Very nice! I like all of them!


----------



## goldenrose (Sep 13, 2008)

:clap::claphotos excellent as always! LOVE the comparison shot!


----------



## Scooby5757 (Sep 13, 2008)

You've got a golden touch with the phrags Dot. Great shots and great growing. Is that diatomite in the mix?


----------



## TADD (Sep 13, 2008)

Man... Meditation is so awesome.... One of my favs..... I do love warze... hybrids.


----------



## Yoyo_Jo (Sep 13, 2008)

:clap: :clap: :clap:

Love your photos!


----------



## SlipperFan (Sep 14, 2008)

Scooby5757 said:


> You've got a golden touch with the phrags Dot. Great shots and great growing. Is that diatomite in the mix?



Yes. My mix is CHC & diatomite in about equal parts, plus a little sponge rock.

Thanks everyone.


----------



## JeanLux (Sep 14, 2008)

lovely plants, blooms, and picts!!! Jean


----------



## GuRu (Sep 14, 2008)

Beautiful flowers, well grown plants and excellent photos - all in all lovely. 

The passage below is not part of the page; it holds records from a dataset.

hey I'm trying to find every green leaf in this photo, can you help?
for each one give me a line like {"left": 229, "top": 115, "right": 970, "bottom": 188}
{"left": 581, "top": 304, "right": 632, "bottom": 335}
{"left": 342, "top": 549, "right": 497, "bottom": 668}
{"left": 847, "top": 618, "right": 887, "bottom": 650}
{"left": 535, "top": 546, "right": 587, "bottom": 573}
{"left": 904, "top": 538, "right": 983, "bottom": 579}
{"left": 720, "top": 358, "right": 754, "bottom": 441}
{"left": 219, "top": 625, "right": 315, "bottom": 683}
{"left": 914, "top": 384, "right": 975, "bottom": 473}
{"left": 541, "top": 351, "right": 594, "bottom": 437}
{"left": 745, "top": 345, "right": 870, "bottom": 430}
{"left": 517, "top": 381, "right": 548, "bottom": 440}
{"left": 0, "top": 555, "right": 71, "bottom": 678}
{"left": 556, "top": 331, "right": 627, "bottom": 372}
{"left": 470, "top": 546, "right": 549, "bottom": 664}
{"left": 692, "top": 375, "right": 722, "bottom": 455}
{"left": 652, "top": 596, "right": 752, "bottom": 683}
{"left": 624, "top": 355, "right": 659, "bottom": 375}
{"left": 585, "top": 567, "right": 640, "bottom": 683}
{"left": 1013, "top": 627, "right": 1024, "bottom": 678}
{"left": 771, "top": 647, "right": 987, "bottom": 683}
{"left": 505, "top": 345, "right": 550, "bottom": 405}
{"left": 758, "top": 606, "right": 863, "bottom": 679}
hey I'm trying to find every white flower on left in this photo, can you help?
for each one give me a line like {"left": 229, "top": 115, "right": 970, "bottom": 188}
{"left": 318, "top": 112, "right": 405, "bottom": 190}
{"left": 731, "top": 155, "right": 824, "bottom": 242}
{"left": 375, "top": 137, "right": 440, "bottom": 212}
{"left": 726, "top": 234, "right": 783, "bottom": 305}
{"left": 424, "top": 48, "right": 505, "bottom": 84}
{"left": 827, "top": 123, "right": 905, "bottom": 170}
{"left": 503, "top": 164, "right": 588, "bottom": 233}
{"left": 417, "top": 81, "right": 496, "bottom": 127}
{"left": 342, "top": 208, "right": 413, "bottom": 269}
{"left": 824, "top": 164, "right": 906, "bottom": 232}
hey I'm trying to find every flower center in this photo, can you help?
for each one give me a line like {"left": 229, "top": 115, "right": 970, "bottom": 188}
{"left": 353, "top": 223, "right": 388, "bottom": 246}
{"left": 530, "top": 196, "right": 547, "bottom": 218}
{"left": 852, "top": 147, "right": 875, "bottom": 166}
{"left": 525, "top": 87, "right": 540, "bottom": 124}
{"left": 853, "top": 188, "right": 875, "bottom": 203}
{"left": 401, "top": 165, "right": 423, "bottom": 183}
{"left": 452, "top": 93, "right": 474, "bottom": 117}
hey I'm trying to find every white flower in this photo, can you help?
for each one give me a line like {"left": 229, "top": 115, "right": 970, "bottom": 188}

Best regards from Germany, rudolf


----------



## paphreek (Sep 14, 2008)

Well grown plants and beautiful pictures!:clap:


----------



## Phrag-Plus (Sep 14, 2008)

Beautiful! I really like the mini Grande! 
Yes! Primary hybrid!


----------



## NYEric (Sep 15, 2008)

Very nice.


----------



## Bolero (Sep 17, 2008)

WOW! Terrific.


----------



## Barbara (Sep 17, 2008)

I love the first one. Isn't Geralda just a ridiculous size!?! Makes me very glad that they're creating smaller phrags!


----------



## SlipperFan (Sep 17, 2008)

OrchidNorth said:


> I love the first one. Isn't Geralda just a ridiculous size!?! Makes me very glad that they're creating smaller phrags!


You are right about Geralda, but I love the flower.

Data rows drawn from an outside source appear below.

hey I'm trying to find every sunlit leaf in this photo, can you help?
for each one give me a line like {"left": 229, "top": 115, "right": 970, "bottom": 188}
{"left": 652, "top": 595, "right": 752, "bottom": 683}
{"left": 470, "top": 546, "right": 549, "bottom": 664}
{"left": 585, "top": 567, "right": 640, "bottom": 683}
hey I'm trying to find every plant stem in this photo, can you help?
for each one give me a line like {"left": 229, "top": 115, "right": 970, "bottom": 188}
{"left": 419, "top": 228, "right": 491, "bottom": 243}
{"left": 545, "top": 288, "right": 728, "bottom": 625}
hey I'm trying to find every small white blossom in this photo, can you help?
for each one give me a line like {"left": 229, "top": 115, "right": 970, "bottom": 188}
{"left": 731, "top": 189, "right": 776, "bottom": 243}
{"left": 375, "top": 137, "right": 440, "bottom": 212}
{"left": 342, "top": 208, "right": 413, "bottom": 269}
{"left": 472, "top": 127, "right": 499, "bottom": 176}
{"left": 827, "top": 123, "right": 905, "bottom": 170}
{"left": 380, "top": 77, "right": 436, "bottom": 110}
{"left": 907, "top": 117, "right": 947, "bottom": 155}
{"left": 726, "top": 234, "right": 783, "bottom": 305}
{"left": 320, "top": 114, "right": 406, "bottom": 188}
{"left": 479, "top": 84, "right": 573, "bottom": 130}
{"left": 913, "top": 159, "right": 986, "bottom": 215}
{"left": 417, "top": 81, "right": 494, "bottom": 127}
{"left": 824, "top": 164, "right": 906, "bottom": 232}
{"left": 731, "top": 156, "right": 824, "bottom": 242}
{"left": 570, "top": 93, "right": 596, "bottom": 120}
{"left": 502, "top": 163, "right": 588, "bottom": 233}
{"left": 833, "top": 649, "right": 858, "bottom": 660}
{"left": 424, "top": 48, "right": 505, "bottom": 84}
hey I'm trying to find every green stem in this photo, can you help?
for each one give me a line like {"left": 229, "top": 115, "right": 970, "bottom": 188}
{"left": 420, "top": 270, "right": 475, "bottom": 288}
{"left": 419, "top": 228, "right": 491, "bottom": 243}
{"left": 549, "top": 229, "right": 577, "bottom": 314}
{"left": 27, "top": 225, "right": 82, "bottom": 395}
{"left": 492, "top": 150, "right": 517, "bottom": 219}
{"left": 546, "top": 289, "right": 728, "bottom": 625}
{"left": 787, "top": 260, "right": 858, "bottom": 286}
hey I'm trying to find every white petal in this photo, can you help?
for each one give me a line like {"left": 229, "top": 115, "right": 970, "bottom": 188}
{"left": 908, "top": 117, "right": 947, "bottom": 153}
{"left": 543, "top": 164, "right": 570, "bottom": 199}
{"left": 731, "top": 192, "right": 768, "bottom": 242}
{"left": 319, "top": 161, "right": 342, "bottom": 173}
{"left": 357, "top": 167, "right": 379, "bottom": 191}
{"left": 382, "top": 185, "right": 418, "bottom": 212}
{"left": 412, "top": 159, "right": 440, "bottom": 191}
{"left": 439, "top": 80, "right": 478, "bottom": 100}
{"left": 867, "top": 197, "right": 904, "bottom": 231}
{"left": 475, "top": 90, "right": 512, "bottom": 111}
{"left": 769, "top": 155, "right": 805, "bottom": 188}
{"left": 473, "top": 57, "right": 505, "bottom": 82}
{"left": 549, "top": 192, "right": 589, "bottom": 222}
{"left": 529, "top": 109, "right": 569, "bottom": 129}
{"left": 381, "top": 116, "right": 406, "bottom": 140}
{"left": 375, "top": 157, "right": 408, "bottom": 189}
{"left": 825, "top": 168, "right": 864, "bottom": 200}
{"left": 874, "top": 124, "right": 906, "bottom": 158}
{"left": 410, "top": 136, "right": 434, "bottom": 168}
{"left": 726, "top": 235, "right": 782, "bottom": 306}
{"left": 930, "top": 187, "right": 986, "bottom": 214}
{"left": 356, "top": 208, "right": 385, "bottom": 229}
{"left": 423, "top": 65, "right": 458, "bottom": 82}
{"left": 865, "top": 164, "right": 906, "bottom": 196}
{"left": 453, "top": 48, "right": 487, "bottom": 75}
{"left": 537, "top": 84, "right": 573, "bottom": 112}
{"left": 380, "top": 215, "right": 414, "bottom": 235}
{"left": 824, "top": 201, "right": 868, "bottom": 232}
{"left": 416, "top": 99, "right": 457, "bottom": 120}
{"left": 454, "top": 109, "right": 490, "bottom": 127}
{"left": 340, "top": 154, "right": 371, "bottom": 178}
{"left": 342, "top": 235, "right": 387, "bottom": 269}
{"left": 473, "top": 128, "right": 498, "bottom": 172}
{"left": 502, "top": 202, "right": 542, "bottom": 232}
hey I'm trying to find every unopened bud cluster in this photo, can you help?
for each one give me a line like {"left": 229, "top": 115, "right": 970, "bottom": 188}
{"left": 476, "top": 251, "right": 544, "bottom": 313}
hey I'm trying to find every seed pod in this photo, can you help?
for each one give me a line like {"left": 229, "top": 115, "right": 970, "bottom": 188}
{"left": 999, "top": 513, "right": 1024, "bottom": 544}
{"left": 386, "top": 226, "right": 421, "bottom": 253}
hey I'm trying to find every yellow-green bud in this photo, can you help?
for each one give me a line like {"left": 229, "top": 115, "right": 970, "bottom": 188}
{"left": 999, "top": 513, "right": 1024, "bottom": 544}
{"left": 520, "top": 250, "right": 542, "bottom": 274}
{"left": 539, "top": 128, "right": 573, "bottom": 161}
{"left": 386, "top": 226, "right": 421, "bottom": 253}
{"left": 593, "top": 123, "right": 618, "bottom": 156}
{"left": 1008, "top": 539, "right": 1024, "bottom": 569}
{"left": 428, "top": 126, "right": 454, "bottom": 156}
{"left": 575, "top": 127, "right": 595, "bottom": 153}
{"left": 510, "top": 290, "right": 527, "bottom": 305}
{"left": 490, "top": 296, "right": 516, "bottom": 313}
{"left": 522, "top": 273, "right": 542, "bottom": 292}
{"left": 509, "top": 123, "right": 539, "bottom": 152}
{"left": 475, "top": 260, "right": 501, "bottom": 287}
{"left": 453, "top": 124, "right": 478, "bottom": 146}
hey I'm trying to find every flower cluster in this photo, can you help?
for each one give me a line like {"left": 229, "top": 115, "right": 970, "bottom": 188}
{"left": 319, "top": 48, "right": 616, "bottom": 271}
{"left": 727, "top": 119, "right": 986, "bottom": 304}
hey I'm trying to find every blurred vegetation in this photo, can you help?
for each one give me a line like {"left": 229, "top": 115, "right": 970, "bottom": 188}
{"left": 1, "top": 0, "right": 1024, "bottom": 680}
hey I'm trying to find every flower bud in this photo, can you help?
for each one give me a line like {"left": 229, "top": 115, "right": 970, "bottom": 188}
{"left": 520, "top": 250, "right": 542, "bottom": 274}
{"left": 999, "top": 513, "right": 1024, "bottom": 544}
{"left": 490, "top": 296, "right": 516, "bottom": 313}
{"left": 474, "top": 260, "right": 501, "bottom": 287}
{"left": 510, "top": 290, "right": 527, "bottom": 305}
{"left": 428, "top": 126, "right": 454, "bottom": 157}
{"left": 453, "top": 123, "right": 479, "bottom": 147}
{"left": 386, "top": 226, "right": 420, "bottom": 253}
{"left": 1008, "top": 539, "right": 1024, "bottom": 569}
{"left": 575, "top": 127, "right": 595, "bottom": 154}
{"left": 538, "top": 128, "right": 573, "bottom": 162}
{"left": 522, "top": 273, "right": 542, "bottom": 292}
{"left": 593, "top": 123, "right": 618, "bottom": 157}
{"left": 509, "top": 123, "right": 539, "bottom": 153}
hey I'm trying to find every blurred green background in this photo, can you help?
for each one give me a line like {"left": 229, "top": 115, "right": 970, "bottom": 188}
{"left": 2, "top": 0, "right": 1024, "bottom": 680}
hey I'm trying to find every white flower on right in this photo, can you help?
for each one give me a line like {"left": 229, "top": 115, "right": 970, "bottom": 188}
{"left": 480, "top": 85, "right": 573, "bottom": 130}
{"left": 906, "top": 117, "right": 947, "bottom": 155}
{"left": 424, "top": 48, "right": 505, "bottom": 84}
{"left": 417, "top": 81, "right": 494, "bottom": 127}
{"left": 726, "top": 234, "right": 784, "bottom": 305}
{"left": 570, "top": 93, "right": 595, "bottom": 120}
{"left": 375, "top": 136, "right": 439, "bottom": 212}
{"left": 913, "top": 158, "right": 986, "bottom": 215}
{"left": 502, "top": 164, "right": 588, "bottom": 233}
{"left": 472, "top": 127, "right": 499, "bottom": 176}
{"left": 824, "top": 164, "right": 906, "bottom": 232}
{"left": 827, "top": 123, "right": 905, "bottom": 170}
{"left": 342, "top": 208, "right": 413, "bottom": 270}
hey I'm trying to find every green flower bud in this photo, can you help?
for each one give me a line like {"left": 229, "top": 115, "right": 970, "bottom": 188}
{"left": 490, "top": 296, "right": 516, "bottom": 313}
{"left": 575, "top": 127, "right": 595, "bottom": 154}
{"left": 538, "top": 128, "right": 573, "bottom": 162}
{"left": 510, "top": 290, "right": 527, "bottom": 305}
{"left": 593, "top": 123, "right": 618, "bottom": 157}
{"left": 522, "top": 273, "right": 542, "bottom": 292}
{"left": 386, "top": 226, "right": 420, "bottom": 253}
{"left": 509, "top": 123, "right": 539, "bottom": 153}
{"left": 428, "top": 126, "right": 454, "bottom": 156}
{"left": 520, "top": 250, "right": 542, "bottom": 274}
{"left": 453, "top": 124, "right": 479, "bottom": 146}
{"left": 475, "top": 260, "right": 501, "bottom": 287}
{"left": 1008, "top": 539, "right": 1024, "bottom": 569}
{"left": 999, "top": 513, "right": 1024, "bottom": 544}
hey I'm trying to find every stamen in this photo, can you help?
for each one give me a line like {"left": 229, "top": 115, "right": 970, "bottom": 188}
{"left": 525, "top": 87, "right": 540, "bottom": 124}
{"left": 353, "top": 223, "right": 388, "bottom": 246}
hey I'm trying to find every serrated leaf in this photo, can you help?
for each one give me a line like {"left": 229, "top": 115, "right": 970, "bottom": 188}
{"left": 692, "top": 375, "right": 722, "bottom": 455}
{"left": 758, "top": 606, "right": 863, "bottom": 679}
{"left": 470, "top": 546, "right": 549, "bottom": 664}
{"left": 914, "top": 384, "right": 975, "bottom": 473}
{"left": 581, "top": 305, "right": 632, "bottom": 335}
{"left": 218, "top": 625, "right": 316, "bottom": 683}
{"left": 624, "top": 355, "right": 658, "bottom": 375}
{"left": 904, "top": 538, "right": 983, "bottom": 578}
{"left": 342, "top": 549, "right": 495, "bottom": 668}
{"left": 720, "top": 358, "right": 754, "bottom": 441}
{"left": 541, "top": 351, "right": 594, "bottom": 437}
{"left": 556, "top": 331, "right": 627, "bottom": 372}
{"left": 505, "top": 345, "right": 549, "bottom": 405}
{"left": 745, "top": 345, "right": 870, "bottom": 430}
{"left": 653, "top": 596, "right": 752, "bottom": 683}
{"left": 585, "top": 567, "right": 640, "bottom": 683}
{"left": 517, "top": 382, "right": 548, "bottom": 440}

I think it is interesting that the flowers on all three plants are very similar in size, but the plants vary greatly.


----------



## Barbara (Sep 18, 2008)

Yes, I was noticing that, gotta love the recent hybridization efforts. I can't wait for some of our newer Phrag babies to mature, things should get interesting around here in a couple...three...or...four years.

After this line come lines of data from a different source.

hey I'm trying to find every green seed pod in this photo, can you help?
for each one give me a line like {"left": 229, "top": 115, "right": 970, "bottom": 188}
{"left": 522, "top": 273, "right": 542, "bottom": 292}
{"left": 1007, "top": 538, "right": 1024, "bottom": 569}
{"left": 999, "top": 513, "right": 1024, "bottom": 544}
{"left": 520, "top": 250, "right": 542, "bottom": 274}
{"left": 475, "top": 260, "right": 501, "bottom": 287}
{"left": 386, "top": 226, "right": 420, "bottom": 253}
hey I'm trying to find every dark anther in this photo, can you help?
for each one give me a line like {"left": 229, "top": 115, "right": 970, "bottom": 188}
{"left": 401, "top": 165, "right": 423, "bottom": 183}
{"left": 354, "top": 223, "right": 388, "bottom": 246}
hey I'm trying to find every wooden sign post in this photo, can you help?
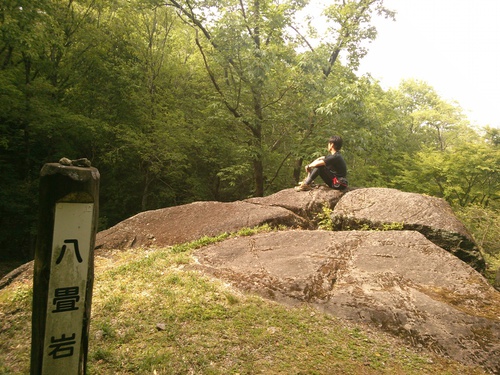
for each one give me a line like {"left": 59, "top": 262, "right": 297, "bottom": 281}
{"left": 31, "top": 160, "right": 99, "bottom": 375}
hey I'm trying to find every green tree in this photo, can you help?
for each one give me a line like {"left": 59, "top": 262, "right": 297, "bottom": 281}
{"left": 162, "top": 0, "right": 393, "bottom": 196}
{"left": 456, "top": 204, "right": 500, "bottom": 264}
{"left": 0, "top": 0, "right": 102, "bottom": 259}
{"left": 387, "top": 79, "right": 500, "bottom": 208}
{"left": 389, "top": 79, "right": 470, "bottom": 151}
{"left": 395, "top": 141, "right": 500, "bottom": 208}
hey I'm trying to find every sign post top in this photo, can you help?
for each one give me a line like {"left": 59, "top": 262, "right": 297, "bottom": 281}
{"left": 40, "top": 161, "right": 100, "bottom": 183}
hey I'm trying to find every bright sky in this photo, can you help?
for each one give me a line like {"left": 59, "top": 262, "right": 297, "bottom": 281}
{"left": 356, "top": 0, "right": 500, "bottom": 129}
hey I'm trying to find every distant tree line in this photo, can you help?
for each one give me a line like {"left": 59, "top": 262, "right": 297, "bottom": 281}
{"left": 0, "top": 0, "right": 498, "bottom": 264}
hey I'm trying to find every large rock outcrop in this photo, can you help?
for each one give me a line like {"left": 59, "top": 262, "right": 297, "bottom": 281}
{"left": 95, "top": 187, "right": 485, "bottom": 273}
{"left": 95, "top": 187, "right": 343, "bottom": 251}
{"left": 5, "top": 187, "right": 499, "bottom": 373}
{"left": 192, "top": 230, "right": 500, "bottom": 374}
{"left": 95, "top": 200, "right": 309, "bottom": 250}
{"left": 331, "top": 188, "right": 485, "bottom": 272}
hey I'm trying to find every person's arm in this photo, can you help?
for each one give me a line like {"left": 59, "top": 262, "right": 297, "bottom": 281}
{"left": 305, "top": 157, "right": 326, "bottom": 172}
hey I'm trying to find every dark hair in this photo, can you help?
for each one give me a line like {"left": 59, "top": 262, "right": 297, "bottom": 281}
{"left": 328, "top": 136, "right": 343, "bottom": 151}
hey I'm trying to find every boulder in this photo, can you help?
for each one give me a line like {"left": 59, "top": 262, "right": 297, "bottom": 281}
{"left": 0, "top": 261, "right": 33, "bottom": 290}
{"left": 245, "top": 186, "right": 345, "bottom": 223}
{"left": 95, "top": 200, "right": 308, "bottom": 250}
{"left": 192, "top": 230, "right": 500, "bottom": 374}
{"left": 331, "top": 188, "right": 485, "bottom": 272}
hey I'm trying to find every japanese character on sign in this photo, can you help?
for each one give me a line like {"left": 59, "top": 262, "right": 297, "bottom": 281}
{"left": 55, "top": 239, "right": 83, "bottom": 264}
{"left": 52, "top": 286, "right": 80, "bottom": 313}
{"left": 48, "top": 333, "right": 76, "bottom": 359}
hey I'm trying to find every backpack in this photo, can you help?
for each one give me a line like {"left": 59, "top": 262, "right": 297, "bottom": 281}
{"left": 332, "top": 176, "right": 348, "bottom": 190}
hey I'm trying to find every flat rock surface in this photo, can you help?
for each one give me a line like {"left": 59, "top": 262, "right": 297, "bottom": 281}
{"left": 192, "top": 230, "right": 500, "bottom": 373}
{"left": 95, "top": 201, "right": 308, "bottom": 250}
{"left": 331, "top": 188, "right": 485, "bottom": 271}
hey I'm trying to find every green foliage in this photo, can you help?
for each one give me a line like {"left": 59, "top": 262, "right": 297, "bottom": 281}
{"left": 171, "top": 224, "right": 275, "bottom": 253}
{"left": 0, "top": 0, "right": 497, "bottom": 270}
{"left": 456, "top": 205, "right": 500, "bottom": 258}
{"left": 394, "top": 141, "right": 499, "bottom": 208}
{"left": 455, "top": 204, "right": 500, "bottom": 285}
{"left": 164, "top": 0, "right": 395, "bottom": 196}
{"left": 322, "top": 0, "right": 395, "bottom": 71}
{"left": 1, "top": 2, "right": 498, "bottom": 370}
{"left": 315, "top": 204, "right": 404, "bottom": 232}
{"left": 316, "top": 203, "right": 334, "bottom": 231}
{"left": 381, "top": 222, "right": 405, "bottom": 231}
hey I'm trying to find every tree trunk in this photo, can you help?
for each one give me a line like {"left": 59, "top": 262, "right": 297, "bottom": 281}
{"left": 251, "top": 118, "right": 264, "bottom": 197}
{"left": 141, "top": 168, "right": 152, "bottom": 211}
{"left": 253, "top": 159, "right": 264, "bottom": 197}
{"left": 22, "top": 53, "right": 32, "bottom": 183}
{"left": 293, "top": 157, "right": 303, "bottom": 184}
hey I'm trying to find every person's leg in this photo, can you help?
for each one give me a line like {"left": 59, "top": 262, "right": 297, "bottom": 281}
{"left": 317, "top": 167, "right": 335, "bottom": 188}
{"left": 296, "top": 166, "right": 336, "bottom": 191}
{"left": 305, "top": 166, "right": 334, "bottom": 187}
{"left": 304, "top": 168, "right": 320, "bottom": 185}
{"left": 295, "top": 169, "right": 318, "bottom": 191}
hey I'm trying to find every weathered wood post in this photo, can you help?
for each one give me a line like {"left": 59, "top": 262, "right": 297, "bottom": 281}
{"left": 31, "top": 159, "right": 99, "bottom": 375}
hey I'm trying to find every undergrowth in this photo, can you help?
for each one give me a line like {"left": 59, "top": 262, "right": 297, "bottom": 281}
{"left": 315, "top": 204, "right": 404, "bottom": 232}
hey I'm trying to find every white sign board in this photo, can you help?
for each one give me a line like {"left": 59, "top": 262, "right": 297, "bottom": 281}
{"left": 42, "top": 203, "right": 94, "bottom": 374}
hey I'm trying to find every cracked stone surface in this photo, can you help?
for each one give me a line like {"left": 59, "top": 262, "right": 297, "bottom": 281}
{"left": 245, "top": 186, "right": 345, "bottom": 222}
{"left": 331, "top": 188, "right": 485, "bottom": 272}
{"left": 192, "top": 230, "right": 500, "bottom": 374}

Yes, I love the flowers on Geralda, it's such a reliable bloomer too, twice per year regular as clockwork. Which reminds me, mine needs repotting and dividing _again_!


----------



## Greenpaph (Sep 18, 2008)

Nice comparisons, Dot!

I love the Mini-grande!

:drool:


----------



## parvi_17 (Sep 19, 2008)

Dot you are an amazing photographer. I love the comparison shot. Really gives perspective.


----------



## SlipperKing (Sep 19, 2008)

Fantastic plants and fantastic PICs!.....I can see love the you have Dot!


----------